I just completed the exit interview from my old job.  Naturally, it was online rather than with a human. I don’t know who they got to organize the survey but one of the sections in particular was an especially keen reminder to me of why I left.  I’ll paraphrase - but the question went something like this:

Check up to three of the following options for why you chose to leave:

[ ] my manager wasn’t accountable
[ ] my manager wasn’t effective
[ ] my manager lacked some other corporate drone quality
[ ] the company lacked future opportunities for me
[ ] the company wasn’t headed in the right direction
…and so on

This was really frustrating. What was conspicuously missing was any response that let me express an opinion that aspects of the job and company that were the reasons that I joined over nine years ago were no longer true today.

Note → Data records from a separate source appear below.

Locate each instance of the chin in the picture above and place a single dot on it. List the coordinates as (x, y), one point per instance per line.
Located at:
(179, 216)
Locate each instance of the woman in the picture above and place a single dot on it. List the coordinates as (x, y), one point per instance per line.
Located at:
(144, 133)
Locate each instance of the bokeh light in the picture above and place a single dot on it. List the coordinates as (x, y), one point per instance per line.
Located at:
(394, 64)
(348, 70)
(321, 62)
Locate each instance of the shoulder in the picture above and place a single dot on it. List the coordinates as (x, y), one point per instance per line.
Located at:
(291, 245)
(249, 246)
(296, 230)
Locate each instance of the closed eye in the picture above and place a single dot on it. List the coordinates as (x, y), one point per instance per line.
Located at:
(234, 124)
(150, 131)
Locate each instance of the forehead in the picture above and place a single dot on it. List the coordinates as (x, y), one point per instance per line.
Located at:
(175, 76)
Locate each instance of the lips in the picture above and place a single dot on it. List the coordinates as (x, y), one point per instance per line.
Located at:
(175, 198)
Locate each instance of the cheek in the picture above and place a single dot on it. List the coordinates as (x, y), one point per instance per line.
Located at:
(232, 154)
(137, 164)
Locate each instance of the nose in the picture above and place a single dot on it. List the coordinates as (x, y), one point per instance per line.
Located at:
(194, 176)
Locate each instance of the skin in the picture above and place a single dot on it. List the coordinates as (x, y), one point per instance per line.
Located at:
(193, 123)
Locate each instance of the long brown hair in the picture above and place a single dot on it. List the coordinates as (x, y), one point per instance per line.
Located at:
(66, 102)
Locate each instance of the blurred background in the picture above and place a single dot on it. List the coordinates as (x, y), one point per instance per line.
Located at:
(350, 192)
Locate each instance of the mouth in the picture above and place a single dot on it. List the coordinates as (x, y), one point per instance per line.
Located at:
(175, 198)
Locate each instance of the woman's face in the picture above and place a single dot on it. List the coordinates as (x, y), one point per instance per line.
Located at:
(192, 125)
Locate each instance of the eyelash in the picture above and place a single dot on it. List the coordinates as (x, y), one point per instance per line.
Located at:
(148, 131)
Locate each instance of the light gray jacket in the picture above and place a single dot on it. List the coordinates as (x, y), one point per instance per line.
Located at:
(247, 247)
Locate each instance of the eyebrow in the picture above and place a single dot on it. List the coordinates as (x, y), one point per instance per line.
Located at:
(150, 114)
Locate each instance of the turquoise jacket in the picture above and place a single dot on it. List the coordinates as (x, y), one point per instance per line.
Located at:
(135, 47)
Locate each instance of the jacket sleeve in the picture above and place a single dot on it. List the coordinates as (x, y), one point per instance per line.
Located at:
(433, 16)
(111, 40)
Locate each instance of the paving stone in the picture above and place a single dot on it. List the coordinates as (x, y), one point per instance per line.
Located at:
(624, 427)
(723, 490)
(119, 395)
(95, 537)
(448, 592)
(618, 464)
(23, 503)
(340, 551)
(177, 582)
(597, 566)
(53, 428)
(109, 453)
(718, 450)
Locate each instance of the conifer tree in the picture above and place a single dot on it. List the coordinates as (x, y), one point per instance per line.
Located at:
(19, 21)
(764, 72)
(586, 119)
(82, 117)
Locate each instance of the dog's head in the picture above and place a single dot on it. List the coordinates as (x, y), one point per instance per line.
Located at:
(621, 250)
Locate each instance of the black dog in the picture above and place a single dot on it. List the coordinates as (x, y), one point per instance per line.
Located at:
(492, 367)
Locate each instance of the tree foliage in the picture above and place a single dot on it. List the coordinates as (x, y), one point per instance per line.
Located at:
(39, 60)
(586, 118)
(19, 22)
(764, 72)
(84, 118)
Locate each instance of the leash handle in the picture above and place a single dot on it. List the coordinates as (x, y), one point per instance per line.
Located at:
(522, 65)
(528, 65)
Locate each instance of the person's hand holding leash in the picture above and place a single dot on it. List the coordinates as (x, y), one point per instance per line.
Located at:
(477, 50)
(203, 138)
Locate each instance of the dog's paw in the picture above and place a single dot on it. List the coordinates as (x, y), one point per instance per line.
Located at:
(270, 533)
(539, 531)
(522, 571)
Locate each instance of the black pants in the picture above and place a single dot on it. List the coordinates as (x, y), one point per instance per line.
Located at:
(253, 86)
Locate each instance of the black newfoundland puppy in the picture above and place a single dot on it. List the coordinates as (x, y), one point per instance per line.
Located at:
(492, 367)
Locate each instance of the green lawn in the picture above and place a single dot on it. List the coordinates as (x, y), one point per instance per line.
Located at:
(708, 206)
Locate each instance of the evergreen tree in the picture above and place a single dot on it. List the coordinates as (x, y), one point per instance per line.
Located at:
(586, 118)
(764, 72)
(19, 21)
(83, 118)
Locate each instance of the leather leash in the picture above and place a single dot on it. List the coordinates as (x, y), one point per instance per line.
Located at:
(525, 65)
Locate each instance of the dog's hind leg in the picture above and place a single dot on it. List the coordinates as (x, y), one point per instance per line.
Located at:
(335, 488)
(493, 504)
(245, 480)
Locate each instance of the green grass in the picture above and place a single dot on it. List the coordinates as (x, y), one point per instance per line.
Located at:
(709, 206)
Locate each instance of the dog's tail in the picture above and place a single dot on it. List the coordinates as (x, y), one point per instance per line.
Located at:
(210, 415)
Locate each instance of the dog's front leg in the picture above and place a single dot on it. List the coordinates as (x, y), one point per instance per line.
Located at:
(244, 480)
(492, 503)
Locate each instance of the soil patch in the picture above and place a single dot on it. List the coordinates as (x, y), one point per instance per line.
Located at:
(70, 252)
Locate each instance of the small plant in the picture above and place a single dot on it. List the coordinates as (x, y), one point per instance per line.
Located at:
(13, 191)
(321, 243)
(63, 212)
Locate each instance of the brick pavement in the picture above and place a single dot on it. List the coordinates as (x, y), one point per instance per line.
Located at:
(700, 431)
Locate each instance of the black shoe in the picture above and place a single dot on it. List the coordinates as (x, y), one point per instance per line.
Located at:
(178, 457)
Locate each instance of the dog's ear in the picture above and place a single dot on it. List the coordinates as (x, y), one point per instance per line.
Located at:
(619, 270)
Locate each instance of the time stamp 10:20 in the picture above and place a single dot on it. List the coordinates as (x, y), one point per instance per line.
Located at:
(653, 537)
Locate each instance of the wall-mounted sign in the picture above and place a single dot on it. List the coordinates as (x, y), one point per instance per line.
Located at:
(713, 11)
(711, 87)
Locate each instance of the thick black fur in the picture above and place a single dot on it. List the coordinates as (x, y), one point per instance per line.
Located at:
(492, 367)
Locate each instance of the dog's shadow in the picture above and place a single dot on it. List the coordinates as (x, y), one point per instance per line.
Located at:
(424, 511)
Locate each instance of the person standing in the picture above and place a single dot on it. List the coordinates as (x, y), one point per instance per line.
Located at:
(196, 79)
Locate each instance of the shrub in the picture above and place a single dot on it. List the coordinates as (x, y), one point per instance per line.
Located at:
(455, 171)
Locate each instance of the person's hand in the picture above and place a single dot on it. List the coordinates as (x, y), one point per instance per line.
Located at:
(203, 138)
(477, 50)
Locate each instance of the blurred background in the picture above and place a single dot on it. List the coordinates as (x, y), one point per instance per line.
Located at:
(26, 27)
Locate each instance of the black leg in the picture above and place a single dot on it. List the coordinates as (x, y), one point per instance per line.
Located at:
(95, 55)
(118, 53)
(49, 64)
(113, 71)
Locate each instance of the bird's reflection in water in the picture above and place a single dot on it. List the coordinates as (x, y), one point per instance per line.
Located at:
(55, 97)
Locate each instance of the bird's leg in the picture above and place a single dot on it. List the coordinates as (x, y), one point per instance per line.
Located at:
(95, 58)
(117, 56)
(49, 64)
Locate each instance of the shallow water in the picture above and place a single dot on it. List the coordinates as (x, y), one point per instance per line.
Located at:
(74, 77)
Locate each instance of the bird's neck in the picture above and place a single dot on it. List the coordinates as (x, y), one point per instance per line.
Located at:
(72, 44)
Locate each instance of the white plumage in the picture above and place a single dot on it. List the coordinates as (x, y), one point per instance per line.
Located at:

There was no option that encapsulated the disillusionment I had over a change in climate from what I thought was true in 1998:

[ ] I felt the company respected me because in spite of a mixed positive/negative interview, the company flew me back across country for another round of interviews (which I aced)
[ ] I felt respected because almost every other company I interviewed with required a drug test at the interview. While I didn’t then and don’t now use drugs, the expressed confidence that performance - not lifestyle - is what matters, meant a lot to me.
[ ] I felt like this was a company that would never, in a million years, decide to stop stocking the printer rooms on every floor in every building and consolidate that on some random floor because they thought making the employees go on a scavenger hunt for a pen would save more money than paying some guy to stock all the printer rooms with pens.
[ ] It was clearly a fun place to work. You could tell by the open spaces engineered into the buildings, the video games lining the hallways, or by interacting with the people.
[ ] It was a place where status didn’t matter a whole lot - people were and seemed incredibly pragmatic.

A lot of things happened but one of the key changes is that not everyone was turning into instant millionaires.  Consequently I believe the work dynamic changed considerably to one with a bunch of geeks who weren’t sure what to do with themselves after the median 4.5 year retention window elapsed and they found they couldn’t just leave and spend the rest of their lives on 11 months of preparing for the next burning man but they actually needed to keep working to pay the bills.  They changed into hypercompetitive, but incredibly fragile, nerd/jerk chimeras. And 9/11 happened and all the video games were swept from the halls (maybe the WMD’s were in the cabinet for Joust???).  And we got parking passes.  And jackass rent-a-cops started showing up all the time to harass us if we didn’t walk around with our badges strapped to our belts like the weenies we were increasingly becoming. And the company started to decline, too. Not that I should be misunderstood.  Some of my best friends still work there :-)

But the missing option from that survey question was “I no longer feel like this is an incredibly fun place to work.”

Or maybe “I can no longer suspend disbelief about my reality by telling myself ‘big company that feels like a small company’ - this is and feels like a big company.”  If you need proof, it’s all there in the exit interview.